As you can tell by the hyperlinks to my own reviews of some of said issues, I thoroughly approve!

The annual, nestling in-between issues #317 and #318, is even more entrenched in continuity, featuring no less than three strips, with a gallery of ten non-canon pin-ups of the main characters in the middle. While striking her pose, Sue even comments to the reader on recent submissions to the letters page!

The final portrait has been autographed by Crystal, with the ironic handwritten message "It's great to be back with the Fantastic Four! I'll never leave again!" Heh heh, she'd actually just resigned ten pages earlier.

This departure enables the second strip - simply entitled Crystal - to follow her character alone. The third strip bears less apparent connection to the others, being chapter five of that summer's cross-annual High Evolutionary series.

At 64 pages, it's no wonder that this publication even has lettering on its spine!

Anyhow, having never read these comics before, I didn't know which issues were the relevant ones for the Secret Wars 3 component, but I now reckon that I only really needed to read the last two - #318-319.

These guest-star fellow Secret Wars castmembers the Molecule Man, Volcana and Doctor Doom, as they join the Fantastic Four, err, Three, on a journey into the Negative Zone in search of… the Beyonder!

Yup, the one from beyond still knows how to make an entrance!
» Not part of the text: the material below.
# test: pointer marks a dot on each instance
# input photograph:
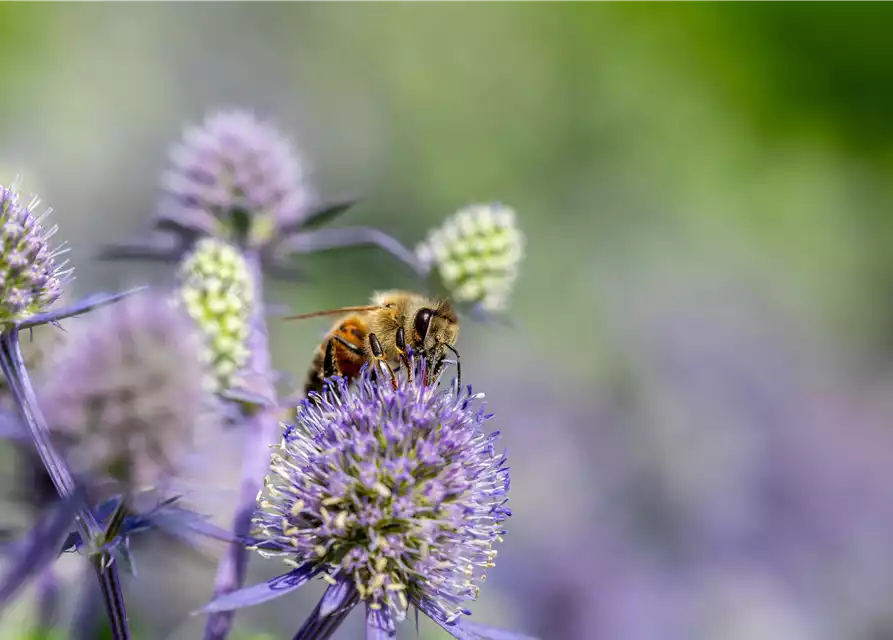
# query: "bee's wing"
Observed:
(331, 312)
Steve Englehart never got the chance to participate in the humongous Secret Wars II 23-title crossover, so it's reasonable to see Fantastic Four #319 as his chance to finally contribute to it.
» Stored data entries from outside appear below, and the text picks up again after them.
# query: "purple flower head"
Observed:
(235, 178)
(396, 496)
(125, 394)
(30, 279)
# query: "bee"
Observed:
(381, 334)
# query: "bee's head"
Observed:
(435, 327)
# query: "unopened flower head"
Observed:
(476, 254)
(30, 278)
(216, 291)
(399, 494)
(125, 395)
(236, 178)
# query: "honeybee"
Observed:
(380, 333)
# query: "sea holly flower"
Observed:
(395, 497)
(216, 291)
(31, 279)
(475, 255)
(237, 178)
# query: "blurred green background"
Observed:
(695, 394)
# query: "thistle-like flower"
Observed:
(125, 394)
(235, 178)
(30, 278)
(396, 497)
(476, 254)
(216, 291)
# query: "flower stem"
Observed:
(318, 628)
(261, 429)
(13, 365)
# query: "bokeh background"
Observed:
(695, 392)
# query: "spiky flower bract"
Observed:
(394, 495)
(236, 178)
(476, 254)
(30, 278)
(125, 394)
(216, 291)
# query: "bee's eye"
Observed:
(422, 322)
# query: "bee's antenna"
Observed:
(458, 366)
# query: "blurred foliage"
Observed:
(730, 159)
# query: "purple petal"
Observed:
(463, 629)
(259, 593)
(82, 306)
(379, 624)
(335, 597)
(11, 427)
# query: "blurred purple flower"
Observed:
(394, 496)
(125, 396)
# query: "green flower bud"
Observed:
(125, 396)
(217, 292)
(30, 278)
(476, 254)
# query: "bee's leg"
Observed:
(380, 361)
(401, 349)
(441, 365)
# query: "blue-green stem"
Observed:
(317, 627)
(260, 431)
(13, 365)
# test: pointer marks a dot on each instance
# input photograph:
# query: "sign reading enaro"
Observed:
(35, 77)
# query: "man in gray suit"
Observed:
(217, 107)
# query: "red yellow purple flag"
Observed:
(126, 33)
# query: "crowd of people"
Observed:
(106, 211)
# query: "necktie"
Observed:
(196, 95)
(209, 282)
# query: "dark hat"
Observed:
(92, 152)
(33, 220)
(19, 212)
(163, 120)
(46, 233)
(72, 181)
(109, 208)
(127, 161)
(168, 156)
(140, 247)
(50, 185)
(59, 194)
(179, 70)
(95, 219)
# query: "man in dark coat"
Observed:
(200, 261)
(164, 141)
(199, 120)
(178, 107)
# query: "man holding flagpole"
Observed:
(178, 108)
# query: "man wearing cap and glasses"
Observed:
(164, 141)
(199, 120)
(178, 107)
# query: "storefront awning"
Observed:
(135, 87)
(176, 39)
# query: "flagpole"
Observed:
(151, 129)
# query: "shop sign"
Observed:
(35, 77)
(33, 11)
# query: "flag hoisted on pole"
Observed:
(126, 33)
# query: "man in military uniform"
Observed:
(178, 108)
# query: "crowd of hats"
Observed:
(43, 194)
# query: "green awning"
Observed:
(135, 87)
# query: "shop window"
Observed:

Since that series, despite having grown-up again, the Beyonder seems to have been stewing in his own juices over in his very own realm, and has regressed back to the destructive persona that he had in Secret Wars II #8.
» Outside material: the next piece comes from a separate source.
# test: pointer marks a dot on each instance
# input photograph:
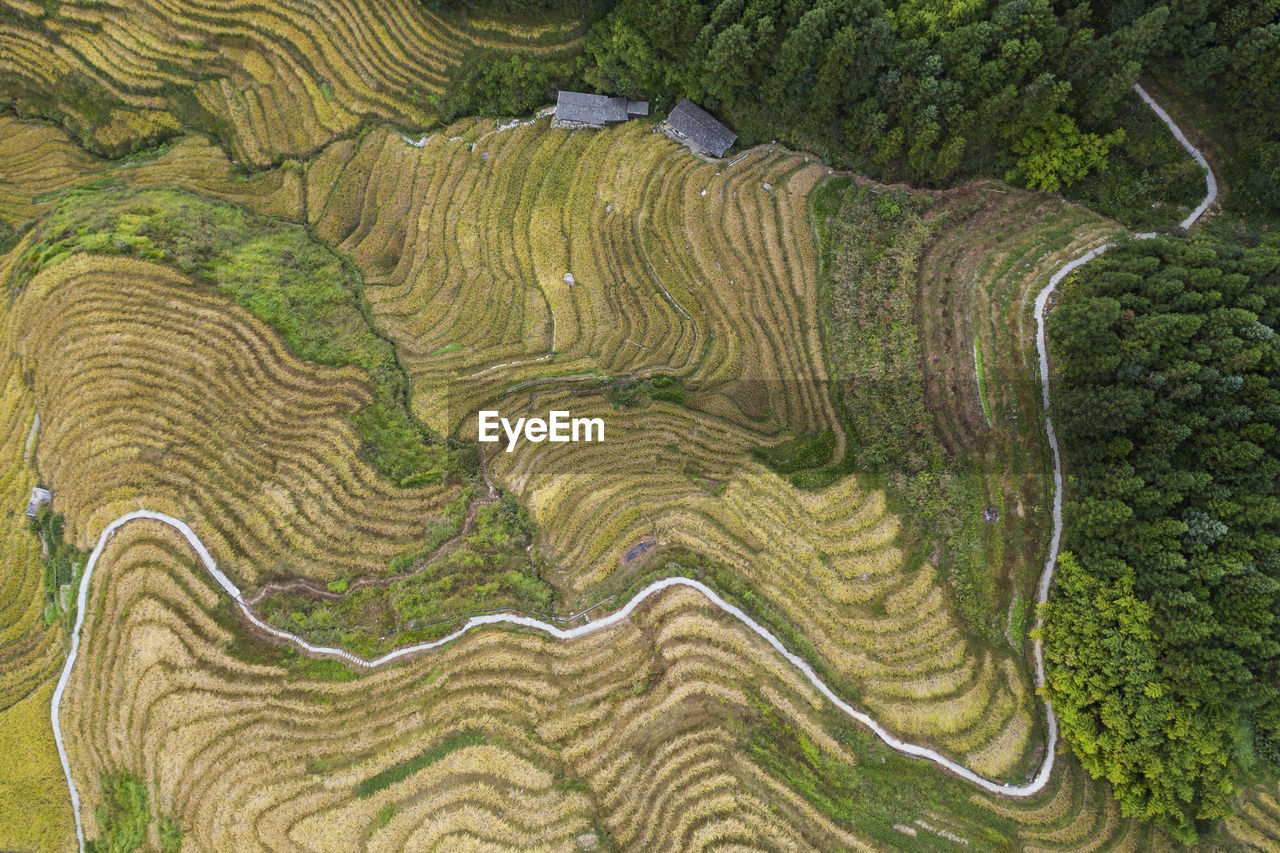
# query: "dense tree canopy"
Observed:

This is a bit of a shame. He'd previously spent much of that 42-part odyssey as quite a nice guy. Left to exercise his omnipotent power unchecked over just one universe though… well.

So, at long last Marvel have admitted what we all knew all along - that the Beyonder is basically supposed to be God.

I always thought that one of the inherent flaws in the original two Secret Wars series was that the supposedly all-powerful and omniscient Beyonder kept on demonstrating more and more limitations, particularly in his ability to understand things in detail.

Englehart has clearly had a few thoughts on this subject too, as well as the whole time-travelling Doctor Doom retcon from Fantastic Four #288, so here he sets out to resolve these matters once and for all.

That's all bad news for the one from beyond though. As the Beyonder learns of his true origins, along with it he has to take a very deep breath and recognise that he is not who he previously thought he was.

Well, it must be pretty gutting for the most powerful being in the multiverse to get attacked by entities who are even more powerful than he is, and to then have to acquiesce to consider their absurd claims to have created him.

All the awe and wonder that had previously been conjured up by the Beyonder character's original concept of simply being able to do anything, has to be let go of when reading this issue. I felt disappointed as I turned these pages. In a good way.

The Beyonder goes down. Whoa.

I guess the real-life parallel would be having to let go of a deeply-held worldview, such as who your parents are or a religious belief, and accept that someone else actually does know better than you.

It takes a lot of character to do that, which demonstrates I think just how well-realised the Beyonder has become, at the hands of so many great writers.